Tren YOLO (You Only Live Once) tentu sudah tidak asing lagi di telinga Kawan Puan, khususnya Gen Z.
Lantas, apa bedanya YOLO dengan YONO sehingga tren gaya hidup tersebut bakal ditinggalkan?
Daripada penasaran, yuk simak informasi lengkapnya seperti merangkum Maeil Business Newspaper di bawah ini!
Gaya hidup YOLO (You Only Live Once) sempat mendominasi generasi muda dengan semboyan "Hidup hanya sekali".

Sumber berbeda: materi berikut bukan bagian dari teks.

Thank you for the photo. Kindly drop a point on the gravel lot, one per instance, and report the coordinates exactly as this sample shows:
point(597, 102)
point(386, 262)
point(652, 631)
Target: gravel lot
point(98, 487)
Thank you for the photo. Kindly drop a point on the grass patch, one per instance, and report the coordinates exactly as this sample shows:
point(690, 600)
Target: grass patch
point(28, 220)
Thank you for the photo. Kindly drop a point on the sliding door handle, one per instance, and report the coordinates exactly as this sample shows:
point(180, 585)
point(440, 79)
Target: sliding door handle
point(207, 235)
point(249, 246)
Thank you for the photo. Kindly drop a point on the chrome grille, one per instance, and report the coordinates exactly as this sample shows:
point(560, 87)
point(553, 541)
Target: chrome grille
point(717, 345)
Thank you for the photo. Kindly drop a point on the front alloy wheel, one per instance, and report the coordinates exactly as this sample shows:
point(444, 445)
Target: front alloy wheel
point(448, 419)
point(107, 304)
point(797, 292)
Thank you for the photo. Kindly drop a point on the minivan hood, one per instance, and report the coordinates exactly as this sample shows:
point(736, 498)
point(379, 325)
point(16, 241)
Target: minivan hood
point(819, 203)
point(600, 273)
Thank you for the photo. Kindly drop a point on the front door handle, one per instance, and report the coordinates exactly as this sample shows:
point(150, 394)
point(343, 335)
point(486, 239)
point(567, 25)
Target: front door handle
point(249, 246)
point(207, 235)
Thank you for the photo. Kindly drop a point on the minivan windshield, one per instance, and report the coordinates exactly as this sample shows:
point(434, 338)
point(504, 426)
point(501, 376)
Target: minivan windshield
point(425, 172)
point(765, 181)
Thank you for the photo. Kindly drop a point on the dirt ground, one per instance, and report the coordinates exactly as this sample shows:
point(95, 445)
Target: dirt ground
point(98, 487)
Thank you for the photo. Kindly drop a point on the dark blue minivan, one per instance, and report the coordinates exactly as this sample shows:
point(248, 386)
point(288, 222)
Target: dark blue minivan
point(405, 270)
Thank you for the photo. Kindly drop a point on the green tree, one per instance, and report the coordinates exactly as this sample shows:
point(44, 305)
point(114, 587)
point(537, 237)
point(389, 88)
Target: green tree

Dalam tren ini, orang-orang lebih fokus pada kebahagiaan sekarang, dengan mengutamakan pengalaman dibandingkan persiapan masa depan.
Namun, di tengah perubahan ekonomi global dan kesadaran akan keberlanjutan, muncul generasi baru yang disebut YONO (You Only Need One).
YOLO berakar pada konsumsi yang memprioritaskan kesenangan jangka pendek, seperti berwisata, makan di luar, atau mengejar hobi.
Namun, tren ini sering dikritik karena konsumsi yang berorientasi pada kepuasan sesaat tanpa mempertimbangkan dampak jangka panjang.
Ketika ekonomi global menghadapi tantangan seperti kenaikan harga, suku bunga, dan inflasi, tren ini mulai bergeser. YONO pun hadir sebagai antitesis YOLO.
Orang-orang yang memilih YONO, hidup dengan meminimalkan kepemilikan barang dan hanya mengonsumsi hal-hal yang benar-benar diperlukan.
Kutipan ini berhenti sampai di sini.